YuHirà @ Sun Oct 21 said:


> It's a main influence for John Williams too. In his concert music and his film music, he often uses orchestration tips and musical patterns from Petrouchka and The Rite of Spring.
> 
> By the way, the best version I ever heard for The Rite of Spring, imho, was conducted by Michael Tilson Thomas with Boston Symphony Orchestra for Deustche Grammophon. The performance and the mix are really impressive!



That is my second favorite. MTT was assistant conductor of the BSO when I was at Boston Conservatory and even then you could tell how brilliant he was.


----------



## David Story

Le Sacre changed the world. With Igor's own recording you can glimpse why. A new aesthetic brilliantly presented. Any work of that magnitude will have many valid interpretations but my favorites are Boulez and Gergiev. They are better overall in coherency and detail. Yet the composer finds gems that others overlooked, and gives you a sense that this is really something you've never heard before.

The Stravinsky influence in film, TV, games, etc, began 100 years ago and continues.
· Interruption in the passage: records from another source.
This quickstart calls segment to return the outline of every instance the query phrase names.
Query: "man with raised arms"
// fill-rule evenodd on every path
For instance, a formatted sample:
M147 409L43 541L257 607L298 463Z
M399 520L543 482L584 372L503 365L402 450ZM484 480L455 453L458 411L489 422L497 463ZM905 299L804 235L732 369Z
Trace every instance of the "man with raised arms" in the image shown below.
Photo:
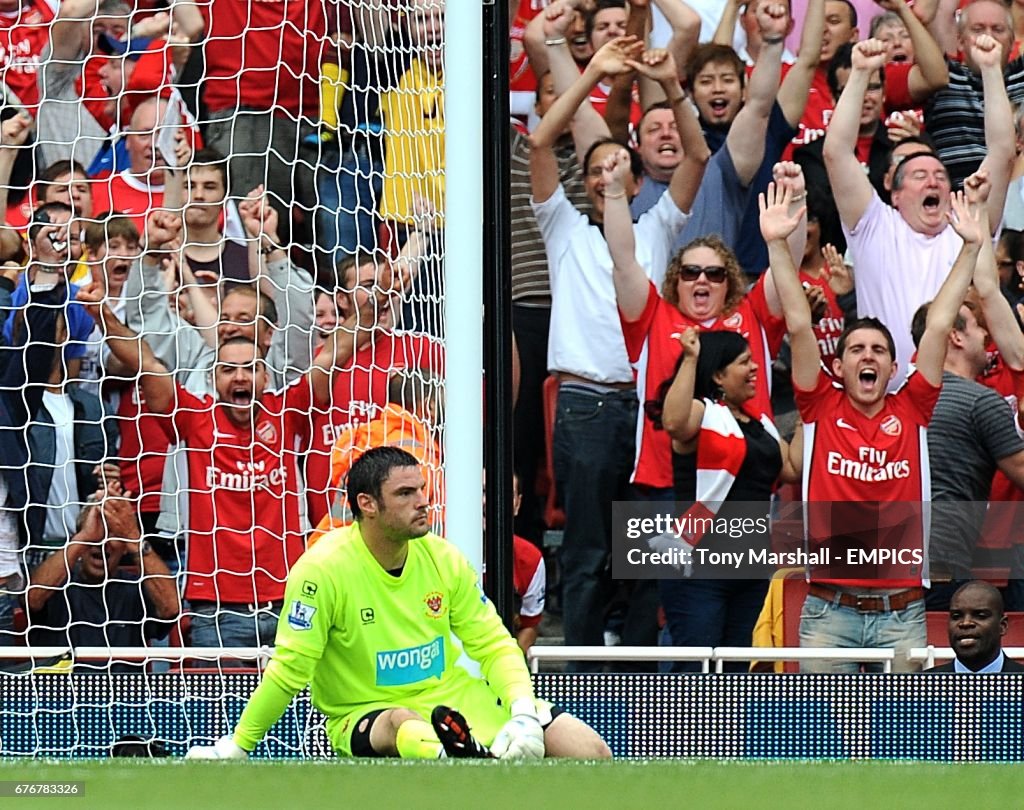
M812 546L863 543L868 550L903 552L890 565L811 571L800 620L804 647L894 647L895 667L907 670L905 652L926 644L924 579L930 499L926 428L938 401L949 332L988 238L979 207L984 177L968 178L972 199L952 197L948 221L962 240L953 267L928 309L916 368L893 394L896 350L886 325L875 318L847 324L829 375L821 367L810 305L786 238L802 212L789 212L790 191L769 186L761 197L761 232L786 314L793 351L793 389L804 430L805 531ZM948 191L947 191L948 193ZM860 531L858 531L858 528ZM857 672L856 661L809 661L804 671Z

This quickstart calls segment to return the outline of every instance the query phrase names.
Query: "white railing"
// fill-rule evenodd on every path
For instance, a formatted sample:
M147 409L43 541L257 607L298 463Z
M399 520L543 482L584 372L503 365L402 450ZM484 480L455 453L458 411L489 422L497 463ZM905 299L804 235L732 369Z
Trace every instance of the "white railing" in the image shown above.
M727 661L864 661L881 663L892 672L896 651L839 647L546 647L527 653L530 671L540 671L541 661L699 661L702 672L722 672Z
M75 661L211 661L223 658L256 661L262 669L273 647L0 647L0 659L65 658Z
M1007 658L1024 660L1024 647L1003 647ZM273 647L0 647L0 660L30 661L70 658L74 661L255 661L260 669L274 655ZM907 660L926 668L954 657L950 647L914 647ZM530 671L541 662L564 661L696 661L701 672L722 672L730 661L864 661L881 663L891 672L896 651L885 648L838 647L562 647L535 645L527 653Z
M860 661L881 663L883 672L892 672L896 650L841 647L715 647L711 654L715 672L722 672L727 661Z
M541 661L699 661L710 672L711 647L548 647L534 645L526 654L530 672L540 672Z

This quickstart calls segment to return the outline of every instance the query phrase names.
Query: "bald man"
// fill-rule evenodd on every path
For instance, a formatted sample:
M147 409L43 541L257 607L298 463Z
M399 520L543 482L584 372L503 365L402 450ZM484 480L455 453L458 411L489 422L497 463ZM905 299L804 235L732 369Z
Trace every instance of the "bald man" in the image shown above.
M962 585L949 602L949 645L956 658L925 672L1024 672L1024 664L1003 654L1007 624L1003 597L996 588L977 580Z

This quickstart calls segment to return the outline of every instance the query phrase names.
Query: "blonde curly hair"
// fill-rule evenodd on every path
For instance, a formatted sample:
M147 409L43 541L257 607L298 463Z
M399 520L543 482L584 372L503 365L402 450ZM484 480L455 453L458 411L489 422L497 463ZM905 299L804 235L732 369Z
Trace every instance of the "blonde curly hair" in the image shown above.
M672 306L677 309L679 308L679 276L684 264L683 256L686 255L687 251L700 247L709 248L717 253L718 258L721 259L722 265L725 267L725 283L728 289L725 293L725 305L722 307L719 315L728 315L739 306L740 301L746 296L747 280L743 275L740 263L736 259L736 254L729 249L725 242L714 235L698 236L684 245L672 257L668 270L665 271L665 281L661 285L661 297L672 304Z

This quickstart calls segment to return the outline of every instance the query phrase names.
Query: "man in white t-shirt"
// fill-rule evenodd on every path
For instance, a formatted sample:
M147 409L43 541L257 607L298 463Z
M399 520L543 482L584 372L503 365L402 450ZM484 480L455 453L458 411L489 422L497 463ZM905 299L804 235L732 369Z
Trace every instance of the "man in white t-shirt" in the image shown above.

It's iconic music. Firebird, Petruska, The Rite, Symphony of Psalms, Symphony in Three Movements, The Soldier's Tale and more are quoted and imitated all over the media. Including jazz and rock adaptations.

I love Goldsmith and Ravel, but Stravinsky invents more cool orchestrations than anyone. For example, the metallic pitched percussion ensemble in the Requiem Canticles sounds edgy today.

I agree, IS is one of the top 5 of all time.

You can rave about Stravinsky without the slightest risk of being classed a lunatic.
-Shaw

Thanks for the thread


----------



## YuHirà

> That is my second favorite. MTT was assistant conductor of the BSO when I was at Boston Conservatory and even then you could tell how brilliant he was.



And now, he is also a brillant teacher :D 

I highly recommand http://www.amazon.com/Keeping-Score-Revolutions-Stravinskys-Spring/dp/B000JBWWTW/ref=sr_1_1?ie=UTF8&qid=1350918602&sr=8-1&keywords=Keeping+Score%3A+Revolutions+in+Music (this documentary about The Rite Of Spring), presented by MTT, and the interactive presentation of the score with insights from him.


----------



## Nick Batzdorf

By the way, check out Jerry Fielding's score to "Straw Dogs."


----------



## dcoscina

YuHirà @ Mon Oct 22 said:


> That is my second favorite. MTT was assistant conductor of the BSO when I was at Boston Conservatory and even then you could tell how brilliant he was.
> 
> 
> 
> 
> And now, he is also a brillant teacher :D
> 
> I highly recommand http://www.amazon.com/Keeping-Score-Revolutions-Stravinskys-Spring/dp/B000JBWWTW/ref=sr_1_1?ie=UTF8&qid=1350918602&sr=8-1&keywords=Keeping+Score%3A+Revolutions+in+Music (this documentary about The Rite Of Spring), presented by MTT, and the interactive presentation of the score with insights from him.
Click to expand...


I dare say it was this wonderful show that FINALLY turned me onto Stravinsky's Le Sacre. It all just made sense. Great reading of the piece too!


----------